Há três semanas, Calvin French-Owen, um dos engenheiros por trás de um dos produtos mais promissores da OpenAI, despediu-se. Agora, quebrou o silêncio e, numa fascinante reflexão no seu blog pessoal, descreveu como foi trabalhar durante um ano no epicentro da revolução da inteligência artificial, incluindo o sprint alucinante para construir o Codex, o agente de programação da OpenAI que concorre com ferramentas como o Cursor e o Claude Code da Anthropic.
French-Owen faz questão de sublinhar que a sua saída não se deveu a qualquer “drama” interno, mas sim ao desejo de regressar às suas raízes como fundador de startups. Antes da sua passagem pela OpenAI, foi cofundador da Segment, uma plataforma de dados de clientes que foi adquirida pela Twilio em 2020 por 3,2 mil milhões de dólares.
As suas observações confirmam alguns estereótipos sobre a cultura da OpenAI, mas também desfazem vários mitos sobre a empresa que domina o setor da IA.
Crescimento explosivo e o caos organizado
O crescimento da OpenAI tem sido vertiginoso. French-Owen relata que, no ano em que lá esteve, a empresa saltou de 1.000 para 3.000 funcionários. Este crescimento acelerado tem um preço. “Tudo se parte quando se escala tão rapidamente: a comunicação interna, as estruturas hierárquicas, o processo de desenvolvimento de produtos, a gestão de equipas, os processos de contratação, etc.”, escreveu.

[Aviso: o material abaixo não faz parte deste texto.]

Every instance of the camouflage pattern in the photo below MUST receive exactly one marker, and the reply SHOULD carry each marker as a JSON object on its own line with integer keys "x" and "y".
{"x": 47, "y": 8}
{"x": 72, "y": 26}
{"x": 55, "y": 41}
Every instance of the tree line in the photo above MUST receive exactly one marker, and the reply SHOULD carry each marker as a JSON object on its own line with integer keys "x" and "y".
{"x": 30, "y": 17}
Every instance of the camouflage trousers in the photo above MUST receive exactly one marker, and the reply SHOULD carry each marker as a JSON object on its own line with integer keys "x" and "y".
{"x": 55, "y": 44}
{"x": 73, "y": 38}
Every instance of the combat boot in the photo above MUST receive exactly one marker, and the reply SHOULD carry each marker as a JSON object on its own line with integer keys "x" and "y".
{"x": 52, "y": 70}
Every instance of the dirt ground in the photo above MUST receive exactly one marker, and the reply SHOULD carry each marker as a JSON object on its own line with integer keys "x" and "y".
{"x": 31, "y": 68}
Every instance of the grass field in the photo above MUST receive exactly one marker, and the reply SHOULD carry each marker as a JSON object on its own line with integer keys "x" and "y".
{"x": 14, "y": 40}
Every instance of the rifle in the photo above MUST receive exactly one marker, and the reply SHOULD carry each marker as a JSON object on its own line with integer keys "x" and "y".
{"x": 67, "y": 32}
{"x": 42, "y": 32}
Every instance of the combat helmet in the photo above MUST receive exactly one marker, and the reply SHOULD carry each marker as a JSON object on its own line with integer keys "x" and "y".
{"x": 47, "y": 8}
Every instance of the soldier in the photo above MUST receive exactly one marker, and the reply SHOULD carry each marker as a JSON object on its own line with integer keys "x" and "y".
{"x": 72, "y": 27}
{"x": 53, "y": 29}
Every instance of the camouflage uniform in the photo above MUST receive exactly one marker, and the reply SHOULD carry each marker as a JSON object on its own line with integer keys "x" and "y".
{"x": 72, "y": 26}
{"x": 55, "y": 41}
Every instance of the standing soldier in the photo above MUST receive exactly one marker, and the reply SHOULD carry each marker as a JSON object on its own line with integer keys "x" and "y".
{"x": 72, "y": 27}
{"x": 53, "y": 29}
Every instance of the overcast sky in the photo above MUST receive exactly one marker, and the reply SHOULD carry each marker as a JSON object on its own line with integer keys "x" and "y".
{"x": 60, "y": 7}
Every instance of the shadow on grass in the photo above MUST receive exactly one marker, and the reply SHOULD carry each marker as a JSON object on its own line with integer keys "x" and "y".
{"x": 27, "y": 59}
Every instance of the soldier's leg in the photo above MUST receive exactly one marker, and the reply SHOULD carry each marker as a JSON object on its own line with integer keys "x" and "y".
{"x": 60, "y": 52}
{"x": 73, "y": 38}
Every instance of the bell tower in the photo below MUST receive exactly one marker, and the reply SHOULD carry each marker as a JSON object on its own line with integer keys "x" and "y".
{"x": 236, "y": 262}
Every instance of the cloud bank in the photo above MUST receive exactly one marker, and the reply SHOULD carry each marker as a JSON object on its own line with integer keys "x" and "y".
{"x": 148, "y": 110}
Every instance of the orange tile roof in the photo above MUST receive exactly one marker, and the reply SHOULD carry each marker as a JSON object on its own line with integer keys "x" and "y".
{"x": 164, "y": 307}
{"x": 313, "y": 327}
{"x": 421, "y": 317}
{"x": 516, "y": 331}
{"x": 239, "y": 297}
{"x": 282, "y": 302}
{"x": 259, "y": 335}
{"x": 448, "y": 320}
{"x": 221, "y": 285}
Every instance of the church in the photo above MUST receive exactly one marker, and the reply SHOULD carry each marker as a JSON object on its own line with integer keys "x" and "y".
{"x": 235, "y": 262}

Apesar da escala, a empresa mantém uma cultura de startup, onde os funcionários têm autonomia para agir rapidamente sobre as suas ideias sem grande burocracia. Contudo, isto leva a uma duplicação de esforços, com várias equipas a criar soluções para os mesmos problemas. “Devo ter visto meia dúzia de bibliotecas para coisas como gestão de filas ou ciclos de agentes”, exemplificou.
A diversidade de talento também contribui para o caos. A empresa junta engenheiros experientes da Google, habituados a escrever código para milhares de milhões de utilizadores, com recém-doutorados sem a mesma experiência de programação. Isto, combinado com a flexibilidade da linguagem Python, transformou o repositório central de código, o “monólito de backend”, numa “espécie de aterro”, descreve. As falhas são frequentes, mas a gestão de topo está ciente dos problemas e a trabalhar em melhorias.
O espírito de startup que recusa morrer
Aparentemente, a OpenAI ainda não se apercebeu da sua dimensão, operando quase inteiramente através do Slack, ao estilo “move-fast-and-break-things” que caracterizou os primeiros anos da Meta (Facebook). A empresa está, de resto, repleta de ex-funcionários da gigante das redes sociais.
French-Owen descreve como a sua equipa, composta por cerca de oito engenheiros, quatro investigadores, dois designers, dois profissionais de marketing e um gestor de produto, conseguiu construir e lançar o Codex em apenas sete semanas, um período de trabalho intenso e quase sem dormir.
O lançamento, segundo ele, foi mágico. Apenas por ativarem a funcionalidade, os utilizadores apareceram. “Nunca vi um produto ter uma adesão tão imediata apenas por aparecer numa barra lateral, mas esse é o poder do ChatGPT”, afirmou.
Viver numa “gaiola de ouro” secreta e… influenciada pelo Twitter?
O ChatGPT é um produto extremamente escrutinado, o que levou a OpenAI a adotar uma cultura de secretismo para tentar controlar as fugas de informação. Ao mesmo tempo, a empresa está muito atenta ao que se passa no X (anteriormente Twitter). Se uma publicação se torna viral, é muito provável que a OpenAI a veja e reaja. “Um amigo meu brincou, ‘esta empresa funciona com as vibes do Twitter’”, escreveu French-Owen.
O maior mito sobre a OpenAI: a segurança
French-Owen sugere que a maior ideia errada sobre a OpenAI é que a empresa não se preocupa tanto com a segurança como deveria. Embora muitos especialistas em segurança de IA, incluindo ex-funcionários, tenham criticado os seus processos, a realidade interna é diferente.
Enquanto alguns “profetas da desgraça” se preocupam com riscos teóricos para a humanidade, o foco interno está em problemas de segurança práticos e imediatos, como “discurso de ódio, abuso, manipulação de vieses políticos, criação de bio-armas, auto-mutilação e ‘prompt injection’”.
Isto não significa que os impactos a longo prazo sejam ignorados. Existem investigadores dedicados a analisá-los, e a empresa está ciente de que centenas de milhões de pessoas usam os seus modelos para tudo, desde aconselhamento médico a terapia. Com governos e concorrentes a observar cada passo, “a fasquia parece estar muito alta”.